Bezugnehmend auf die Jahreslosung „Suche Frieden und jage ihm nach“, die auch der Titel der Reihe der Friedensgottesdienste war, sagte die Dekanin, dass Friede nicht einfach da sei. Man müsse sich für ihn in Bewegung setzen, „mit Energie, Tempo und Beharrlichkeit“. Frieden gebe es „nicht für lau“, er koste etwas. Beim Friedenstiften im Sinne der Bergpredigt müssten viele aktiv mitmachen – viele zusammen, auf Augenhöhe. Es gelte Brände zu verhüten und Funken auszutreten. Gott wolle, dass seine Kinder Friedensstifter sind. Es gehe nicht darum, dass „irgendjemand first“ sei: „Alle sind Gotteskinder.“ Jeder und jede habe dasselbe Recht zu leben.

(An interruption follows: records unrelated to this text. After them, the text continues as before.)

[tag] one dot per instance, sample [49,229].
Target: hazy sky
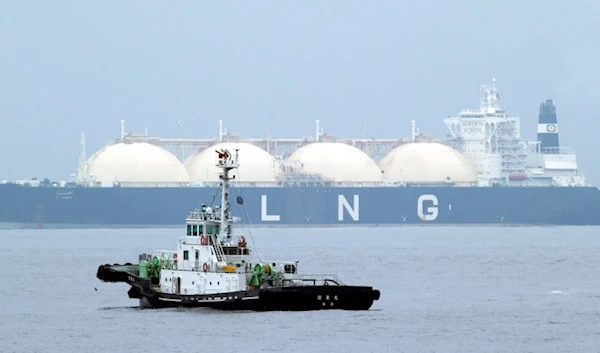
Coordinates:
[68,67]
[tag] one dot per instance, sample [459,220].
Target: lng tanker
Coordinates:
[485,173]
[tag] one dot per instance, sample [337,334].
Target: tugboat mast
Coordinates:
[226,162]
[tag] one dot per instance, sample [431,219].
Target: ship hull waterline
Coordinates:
[301,298]
[46,207]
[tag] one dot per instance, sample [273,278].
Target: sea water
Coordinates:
[443,289]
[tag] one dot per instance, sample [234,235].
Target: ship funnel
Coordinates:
[548,128]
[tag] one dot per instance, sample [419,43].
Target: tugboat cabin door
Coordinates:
[186,260]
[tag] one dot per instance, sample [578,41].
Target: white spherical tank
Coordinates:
[337,161]
[136,162]
[256,164]
[427,162]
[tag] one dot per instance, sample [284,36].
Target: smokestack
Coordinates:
[548,128]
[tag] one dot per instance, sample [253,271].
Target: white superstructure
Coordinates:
[212,259]
[489,138]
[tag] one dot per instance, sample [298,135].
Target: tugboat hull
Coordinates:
[293,298]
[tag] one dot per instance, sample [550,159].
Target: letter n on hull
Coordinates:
[264,216]
[353,211]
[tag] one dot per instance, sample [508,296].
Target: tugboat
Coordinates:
[213,267]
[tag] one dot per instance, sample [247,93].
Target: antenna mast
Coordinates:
[82,168]
[226,162]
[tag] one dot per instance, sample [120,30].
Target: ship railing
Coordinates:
[321,279]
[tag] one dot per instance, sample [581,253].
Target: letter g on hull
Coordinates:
[428,213]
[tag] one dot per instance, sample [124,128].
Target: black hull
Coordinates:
[297,298]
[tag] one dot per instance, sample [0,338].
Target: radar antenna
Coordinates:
[489,97]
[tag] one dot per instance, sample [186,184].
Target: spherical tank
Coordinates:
[427,162]
[135,162]
[337,161]
[256,164]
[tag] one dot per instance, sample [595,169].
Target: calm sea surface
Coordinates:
[445,289]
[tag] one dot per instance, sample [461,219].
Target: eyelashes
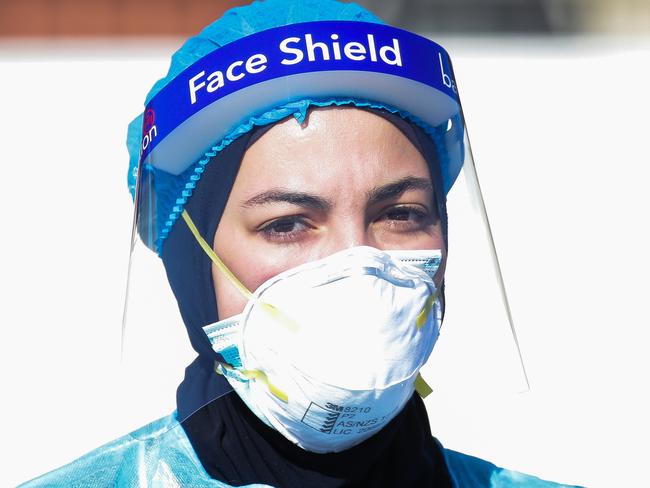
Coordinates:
[398,219]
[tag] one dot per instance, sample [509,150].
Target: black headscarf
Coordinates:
[233,445]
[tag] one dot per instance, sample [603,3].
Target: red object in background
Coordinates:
[108,18]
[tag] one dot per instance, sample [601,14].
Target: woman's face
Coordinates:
[344,178]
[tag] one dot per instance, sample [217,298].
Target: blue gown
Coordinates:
[160,455]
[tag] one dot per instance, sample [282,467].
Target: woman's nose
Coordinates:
[347,234]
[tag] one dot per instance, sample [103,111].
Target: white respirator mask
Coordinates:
[329,352]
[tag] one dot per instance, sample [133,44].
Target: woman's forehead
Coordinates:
[335,148]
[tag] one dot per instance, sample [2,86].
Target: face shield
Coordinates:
[212,106]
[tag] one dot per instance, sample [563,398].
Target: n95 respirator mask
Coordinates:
[328,353]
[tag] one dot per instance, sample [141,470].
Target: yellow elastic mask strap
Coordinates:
[421,386]
[257,375]
[421,319]
[215,259]
[274,312]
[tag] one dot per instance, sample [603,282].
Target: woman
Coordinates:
[292,177]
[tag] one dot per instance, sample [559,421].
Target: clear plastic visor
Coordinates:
[477,352]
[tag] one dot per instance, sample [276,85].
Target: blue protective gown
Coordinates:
[160,455]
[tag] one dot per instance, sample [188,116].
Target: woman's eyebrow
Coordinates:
[301,199]
[397,188]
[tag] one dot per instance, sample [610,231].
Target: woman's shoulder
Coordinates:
[156,455]
[466,470]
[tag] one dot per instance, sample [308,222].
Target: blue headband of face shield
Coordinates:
[283,71]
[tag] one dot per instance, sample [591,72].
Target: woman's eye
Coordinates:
[284,229]
[405,218]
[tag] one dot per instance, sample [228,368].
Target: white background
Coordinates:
[559,132]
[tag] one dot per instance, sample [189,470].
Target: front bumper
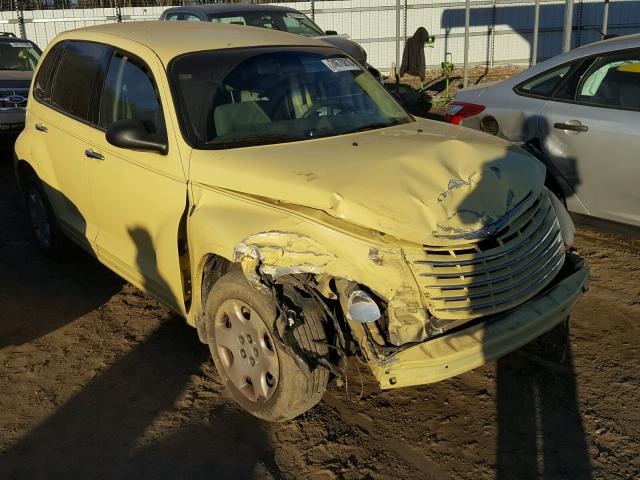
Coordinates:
[469,348]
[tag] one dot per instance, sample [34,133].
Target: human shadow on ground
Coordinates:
[540,431]
[102,432]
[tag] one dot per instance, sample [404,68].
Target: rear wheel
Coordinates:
[552,345]
[269,379]
[44,226]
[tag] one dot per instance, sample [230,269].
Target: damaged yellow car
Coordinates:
[272,192]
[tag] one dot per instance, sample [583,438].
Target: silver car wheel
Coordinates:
[246,350]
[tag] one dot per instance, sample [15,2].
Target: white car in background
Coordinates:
[579,113]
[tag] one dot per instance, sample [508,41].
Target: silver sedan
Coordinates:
[579,113]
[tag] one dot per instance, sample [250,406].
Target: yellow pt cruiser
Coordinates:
[268,189]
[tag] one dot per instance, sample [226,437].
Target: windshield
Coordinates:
[292,22]
[18,55]
[245,97]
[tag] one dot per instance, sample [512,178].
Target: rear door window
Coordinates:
[75,77]
[612,82]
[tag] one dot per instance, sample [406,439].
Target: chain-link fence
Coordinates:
[499,31]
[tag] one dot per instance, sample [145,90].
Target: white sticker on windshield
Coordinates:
[340,64]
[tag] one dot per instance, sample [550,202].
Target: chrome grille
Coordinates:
[497,273]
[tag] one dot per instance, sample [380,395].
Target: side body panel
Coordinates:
[55,144]
[600,166]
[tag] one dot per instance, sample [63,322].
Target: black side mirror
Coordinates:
[133,134]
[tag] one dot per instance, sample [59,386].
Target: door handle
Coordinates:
[572,127]
[91,154]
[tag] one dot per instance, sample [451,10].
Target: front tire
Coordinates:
[270,380]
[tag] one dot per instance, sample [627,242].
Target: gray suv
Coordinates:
[18,59]
[273,17]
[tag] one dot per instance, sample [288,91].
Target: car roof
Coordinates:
[596,48]
[170,39]
[231,8]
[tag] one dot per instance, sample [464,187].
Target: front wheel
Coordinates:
[269,379]
[44,226]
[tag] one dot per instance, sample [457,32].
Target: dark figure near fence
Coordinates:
[413,61]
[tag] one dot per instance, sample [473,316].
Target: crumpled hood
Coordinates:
[425,182]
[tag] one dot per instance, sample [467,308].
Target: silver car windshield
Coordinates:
[245,97]
[292,22]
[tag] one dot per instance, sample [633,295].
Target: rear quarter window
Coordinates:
[42,82]
[543,85]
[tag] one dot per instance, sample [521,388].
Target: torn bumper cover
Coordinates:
[469,348]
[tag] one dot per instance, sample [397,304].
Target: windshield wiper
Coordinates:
[372,126]
[251,140]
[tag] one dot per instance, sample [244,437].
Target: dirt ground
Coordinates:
[99,381]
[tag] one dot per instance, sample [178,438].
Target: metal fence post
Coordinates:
[397,35]
[20,15]
[404,23]
[467,20]
[536,27]
[605,17]
[568,25]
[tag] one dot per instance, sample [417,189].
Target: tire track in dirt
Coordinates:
[407,452]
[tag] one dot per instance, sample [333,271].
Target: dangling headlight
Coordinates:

Es gelte, sich selbst und andere im Blick zu haben und gerechte Bedingungen zu schaffen, vor Ort und weltweit. Ohne die Haltung der Bergpredigt sei keine nachhaltige Politik zu machen.

Politikwissenschaftler hätten erforscht, dass gewaltfreie Bewegungen mehr erreicht hätten als Waffengewalt und militärische Interventionen. Gewaltfrei handeln heiße nicht, passiv zu sein und zu kapitulieren, so Ulrike Schmidt-Hesse. Im Gegenteil, es bedeute Mut und Stärke. Gewalt sei vielmehr ein Handeln aus Schwäche, und Gewalt erzeuge oft Gegengewalt.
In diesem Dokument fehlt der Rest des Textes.